O professor da Universidade de São Paulo, identificado como um dos fundadores do PT, tem na realidade uma história anterior a esse feito, que faz dessa passagem apenas a evolução prática de uma utopia realizável.
Como professor, Singer contribuiu delicada e efetivamente para a construção de um pensamento crítico socialista baseado não apenas na desconstrução dos modelos econômicos que estariam levando o planeta ao abismo. O mestre da economia solidária foi um esquerdista que trabalhou, mais do que em teorias demolidoras, a perspectiva de poder como forma de mexer com as estruturas que gerenciam o mundo. Traduzindo: ele não queria produzir artigos acadêmicos discursivos para esculhambar o gestor econômico de plantão; queria criar elementos, e criou, que comprovassem que uma outra economia é possível.
Paul Singer não gostava de ver a economia solidária ser tratada como uma ciência “alternativa”. Seria, para ele, a forma mais efetiva de socialismo praticável num mundo contemporâneo rachado entre o triunfo do capitalismo selvagem – que hoje atende pelo nome de neoliberalismo – e o fracasso do socialismo totalitário, mal batizado de socialismo científico como forma de desqualificar o também mal batizado de socialismo utópico.
Ao desenvolver a perspectiva de poder como meio de pôr em prática a teoria que desenvolvera ao longo da vida, o professor ajudou a criar e chefiou a Secretaria Nacional de Economia Solidária (Senaes), vinculada ao Ministério do Trabalho. Ocupou o posto desde o primeiro ano de governo de Luiz Inácio Lula da Silva, em 2003, até 2016 – sobrevivendo a seis trocas de ministro, mas não ao golpe que derrubou Dilma Rousseff. Ali brigou por recursos públicos em apoio ao empreendedorismo de gestão coletiva e resultados compartilhados. Batalhou para que esse modelo de gestão, que punha o atendimento da necessidade humana à frente da acumulação, fosse atendido com crédito pagável e para que as pessoas fossem instruídas pelo Estado sobre como gerenciá-lo.
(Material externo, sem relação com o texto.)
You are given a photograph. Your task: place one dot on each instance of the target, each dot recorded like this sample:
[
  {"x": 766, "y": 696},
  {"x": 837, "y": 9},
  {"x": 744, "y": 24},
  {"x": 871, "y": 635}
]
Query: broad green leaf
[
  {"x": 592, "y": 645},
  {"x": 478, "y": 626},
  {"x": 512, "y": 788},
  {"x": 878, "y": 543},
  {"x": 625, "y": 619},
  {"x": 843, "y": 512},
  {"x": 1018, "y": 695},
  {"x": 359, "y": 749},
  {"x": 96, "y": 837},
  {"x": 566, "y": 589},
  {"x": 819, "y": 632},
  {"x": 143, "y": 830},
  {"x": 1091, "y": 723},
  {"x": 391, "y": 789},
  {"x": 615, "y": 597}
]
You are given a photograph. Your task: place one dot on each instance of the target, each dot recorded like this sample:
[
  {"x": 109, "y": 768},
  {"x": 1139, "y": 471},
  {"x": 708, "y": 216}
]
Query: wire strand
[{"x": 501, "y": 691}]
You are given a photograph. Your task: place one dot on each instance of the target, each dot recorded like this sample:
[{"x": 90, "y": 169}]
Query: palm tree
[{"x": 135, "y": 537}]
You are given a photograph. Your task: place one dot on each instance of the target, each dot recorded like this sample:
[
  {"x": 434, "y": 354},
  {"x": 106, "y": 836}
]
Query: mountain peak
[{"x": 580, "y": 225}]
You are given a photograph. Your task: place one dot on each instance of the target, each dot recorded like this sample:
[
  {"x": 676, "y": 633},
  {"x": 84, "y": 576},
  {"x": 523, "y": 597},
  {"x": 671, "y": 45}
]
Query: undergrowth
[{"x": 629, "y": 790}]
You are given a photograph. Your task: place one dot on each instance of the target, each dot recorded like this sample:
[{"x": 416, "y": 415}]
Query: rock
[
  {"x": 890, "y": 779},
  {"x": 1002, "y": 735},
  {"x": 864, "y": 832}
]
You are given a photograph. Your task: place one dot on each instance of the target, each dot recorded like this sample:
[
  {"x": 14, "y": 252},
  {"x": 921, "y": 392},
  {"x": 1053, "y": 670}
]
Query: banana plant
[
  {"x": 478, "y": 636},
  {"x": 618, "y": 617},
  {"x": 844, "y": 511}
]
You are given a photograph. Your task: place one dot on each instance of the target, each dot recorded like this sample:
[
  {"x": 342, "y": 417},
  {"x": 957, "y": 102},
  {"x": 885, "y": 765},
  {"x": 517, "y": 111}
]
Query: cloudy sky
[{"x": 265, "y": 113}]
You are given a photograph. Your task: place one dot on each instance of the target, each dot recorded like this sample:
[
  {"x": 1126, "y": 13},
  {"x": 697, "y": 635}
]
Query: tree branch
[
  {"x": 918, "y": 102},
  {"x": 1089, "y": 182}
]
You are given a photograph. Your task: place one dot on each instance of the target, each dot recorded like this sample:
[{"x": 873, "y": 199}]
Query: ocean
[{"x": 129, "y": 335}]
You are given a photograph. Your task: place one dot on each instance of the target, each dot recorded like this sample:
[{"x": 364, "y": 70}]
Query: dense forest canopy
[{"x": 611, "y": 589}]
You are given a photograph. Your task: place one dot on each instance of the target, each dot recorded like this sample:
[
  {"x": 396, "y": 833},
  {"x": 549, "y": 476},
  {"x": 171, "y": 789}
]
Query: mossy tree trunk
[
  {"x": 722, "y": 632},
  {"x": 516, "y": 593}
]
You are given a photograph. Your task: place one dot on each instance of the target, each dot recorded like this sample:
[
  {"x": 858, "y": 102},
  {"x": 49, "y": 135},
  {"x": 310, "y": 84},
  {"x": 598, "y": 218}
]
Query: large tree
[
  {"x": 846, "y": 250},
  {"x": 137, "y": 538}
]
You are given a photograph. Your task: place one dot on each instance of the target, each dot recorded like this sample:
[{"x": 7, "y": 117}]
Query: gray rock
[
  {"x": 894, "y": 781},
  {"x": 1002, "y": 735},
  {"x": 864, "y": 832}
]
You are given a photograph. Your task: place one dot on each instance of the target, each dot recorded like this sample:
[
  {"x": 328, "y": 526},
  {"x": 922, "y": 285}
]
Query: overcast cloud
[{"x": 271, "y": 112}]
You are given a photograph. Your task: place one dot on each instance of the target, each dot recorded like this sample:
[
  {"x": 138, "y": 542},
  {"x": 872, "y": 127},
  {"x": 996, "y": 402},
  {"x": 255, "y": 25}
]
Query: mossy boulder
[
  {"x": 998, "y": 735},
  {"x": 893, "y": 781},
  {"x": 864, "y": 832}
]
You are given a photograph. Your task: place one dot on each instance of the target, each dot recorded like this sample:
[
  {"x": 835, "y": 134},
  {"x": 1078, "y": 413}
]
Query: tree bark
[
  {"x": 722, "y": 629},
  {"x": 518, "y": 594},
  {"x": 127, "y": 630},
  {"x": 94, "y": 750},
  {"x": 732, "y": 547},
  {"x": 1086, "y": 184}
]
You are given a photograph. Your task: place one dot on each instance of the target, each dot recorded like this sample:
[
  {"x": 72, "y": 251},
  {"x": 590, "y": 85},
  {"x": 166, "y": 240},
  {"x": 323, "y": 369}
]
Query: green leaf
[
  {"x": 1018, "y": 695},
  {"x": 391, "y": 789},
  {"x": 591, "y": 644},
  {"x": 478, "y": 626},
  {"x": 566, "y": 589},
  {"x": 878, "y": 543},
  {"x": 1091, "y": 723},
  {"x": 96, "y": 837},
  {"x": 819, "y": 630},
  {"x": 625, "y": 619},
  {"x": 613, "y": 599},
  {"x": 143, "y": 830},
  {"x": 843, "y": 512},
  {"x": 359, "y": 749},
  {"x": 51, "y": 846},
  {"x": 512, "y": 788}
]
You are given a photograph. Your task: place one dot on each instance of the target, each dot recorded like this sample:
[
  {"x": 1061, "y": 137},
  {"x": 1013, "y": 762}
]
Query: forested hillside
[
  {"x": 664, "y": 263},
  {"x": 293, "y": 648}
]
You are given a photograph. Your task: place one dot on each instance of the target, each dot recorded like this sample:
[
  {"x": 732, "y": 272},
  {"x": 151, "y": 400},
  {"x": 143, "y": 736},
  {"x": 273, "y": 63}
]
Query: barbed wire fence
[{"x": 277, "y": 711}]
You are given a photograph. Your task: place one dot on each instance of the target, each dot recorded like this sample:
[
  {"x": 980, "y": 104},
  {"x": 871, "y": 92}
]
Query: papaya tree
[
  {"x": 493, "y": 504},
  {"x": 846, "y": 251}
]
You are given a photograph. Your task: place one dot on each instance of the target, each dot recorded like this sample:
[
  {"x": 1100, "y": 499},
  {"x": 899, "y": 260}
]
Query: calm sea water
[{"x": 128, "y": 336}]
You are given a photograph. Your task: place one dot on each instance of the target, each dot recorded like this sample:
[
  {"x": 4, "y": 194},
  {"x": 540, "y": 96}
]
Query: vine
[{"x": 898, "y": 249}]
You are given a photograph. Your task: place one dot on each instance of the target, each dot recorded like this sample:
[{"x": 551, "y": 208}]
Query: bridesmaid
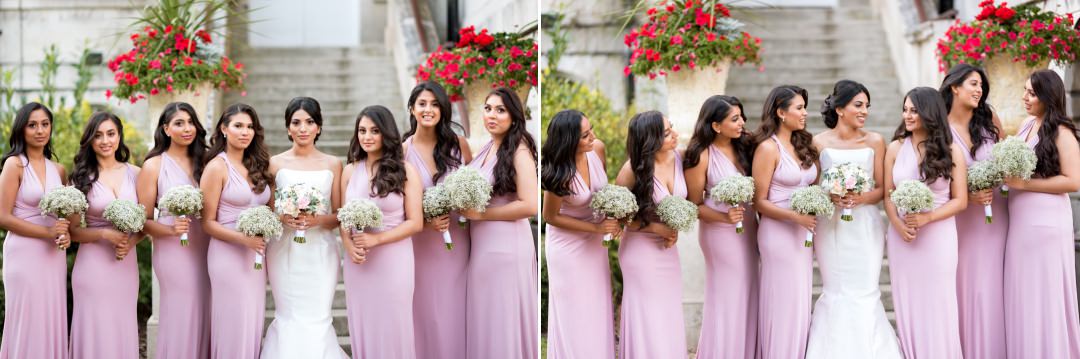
[
  {"x": 501, "y": 302},
  {"x": 922, "y": 247},
  {"x": 439, "y": 300},
  {"x": 379, "y": 281},
  {"x": 1040, "y": 292},
  {"x": 784, "y": 160},
  {"x": 580, "y": 322},
  {"x": 179, "y": 144},
  {"x": 235, "y": 177},
  {"x": 720, "y": 143},
  {"x": 651, "y": 319},
  {"x": 35, "y": 271},
  {"x": 982, "y": 246},
  {"x": 105, "y": 278}
]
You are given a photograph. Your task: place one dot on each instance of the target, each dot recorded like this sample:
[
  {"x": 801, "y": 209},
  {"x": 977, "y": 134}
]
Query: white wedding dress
[
  {"x": 302, "y": 278},
  {"x": 849, "y": 320}
]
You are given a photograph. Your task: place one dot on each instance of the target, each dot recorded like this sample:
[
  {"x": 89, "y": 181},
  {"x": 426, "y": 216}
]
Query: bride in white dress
[{"x": 849, "y": 319}]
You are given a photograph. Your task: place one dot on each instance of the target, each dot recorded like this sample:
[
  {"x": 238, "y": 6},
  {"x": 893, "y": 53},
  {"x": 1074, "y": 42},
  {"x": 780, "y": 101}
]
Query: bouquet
[
  {"x": 62, "y": 202},
  {"x": 258, "y": 222},
  {"x": 847, "y": 178},
  {"x": 181, "y": 201},
  {"x": 616, "y": 202},
  {"x": 1014, "y": 159},
  {"x": 296, "y": 199},
  {"x": 733, "y": 190},
  {"x": 984, "y": 175},
  {"x": 436, "y": 203},
  {"x": 811, "y": 200},
  {"x": 467, "y": 190}
]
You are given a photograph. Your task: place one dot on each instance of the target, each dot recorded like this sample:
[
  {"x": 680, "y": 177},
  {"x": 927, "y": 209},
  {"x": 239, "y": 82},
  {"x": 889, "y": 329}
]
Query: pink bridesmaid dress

Em 2004, ao produzir campanhas de estímulo à economia solidária, a Senaes de Singer adotou o slogan “outra economia é possível”, fingindo uma alusão ao Fórum Social Mundial enquanto na realidade se posicionava contra a condução da economia chefiada pelo então ministro da Fazenda, Antonio Palocci. Ricardo Berzoini, titular do Ministério do Trabalho, ficou do lado certo da história.
Viriam depois a produção de leis de incentivo ao microcrédito, a transversalidade do cooperativismo solidário na formulação de políticas para a juventude, para a qualificação profissional, para o combate à escravidão contemporânea. E o duro trabalho de convencimento de que não bastava produzir de modo cooperativo, era preciso escoar a produção por meio do comércio justo – o que significa em muitos casos pagar um pouco mais sabendo que o preço e a procedência dessa mercadoria têm a ver com a conservação do planeta para nossos netos.
Toda produção intelectual de Paul Singer foi absolutamente voltada para ser posta em prática. Esquerdista dos bons, o professor nunca deu margem de manobra para que suas utopias executáveis se limitassem a abastecer discursos pseudo esquerdistas baseados na negação de tudo. O mestre da economia ensinou que o que merece ser idealizado, o merece para ser realizado. Daí a tolerância, durante tantos anos, com uma coalizão indesejada, porém necessária.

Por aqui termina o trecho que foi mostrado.